The plan would give thrifts the option to enjoy the same rights and privileges available to national banks, while also being subject to the same restrictions, penalties and limitations.

The proposed rule is another step in the OCC’s implementation of a regulatory relief bill that President Trump signed into law in May. That bill amended the Home Owner’s Loan Act to permit certain federal thrifts to elect to operate as national banks, subject to the OCC’s supervision.

“The OCC has long advocated for greater flexibility for federal savings associations to adapt to the needs of their customers and the marketplace without the burdens and costs of changing federal charters,” Comptroller of the Currency Joseph Otting said in a press release. “I am pleased that the measure was included among the bipartisan, common sense reforms enacted this spring. The agency will work expeditiously to implement this important change.”

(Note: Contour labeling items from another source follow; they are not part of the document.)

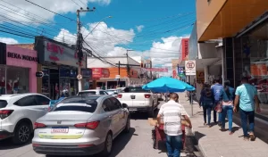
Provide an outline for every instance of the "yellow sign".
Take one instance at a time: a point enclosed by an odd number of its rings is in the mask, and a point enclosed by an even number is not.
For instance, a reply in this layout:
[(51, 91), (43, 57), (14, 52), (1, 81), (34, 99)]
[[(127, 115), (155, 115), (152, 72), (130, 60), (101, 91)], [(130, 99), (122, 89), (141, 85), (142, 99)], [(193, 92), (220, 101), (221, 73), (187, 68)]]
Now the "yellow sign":
[(205, 72), (204, 71), (197, 71), (197, 78), (205, 78)]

Under the proposed rule, covered thrifts would be required to divest, conform or discontinue nonconforming subsidiaries, assets and activities, so that they do not operate in a manner that would not be permissible for national banks.

The rule would treat covered federal thrifts and national banks differently when necessary to allow covered thrifts to retain their federal savings association charters and associated governance processes.

To reduce unnecessary burdens, the proposed rule also would allow covered thrifts to continue to use federal savings association procedures rather than national bank procedures where the application of those procedures would not result in substantively different outcomes.

Comments on the proposed rule will be accepted 60 days after it is published with the Federal Register.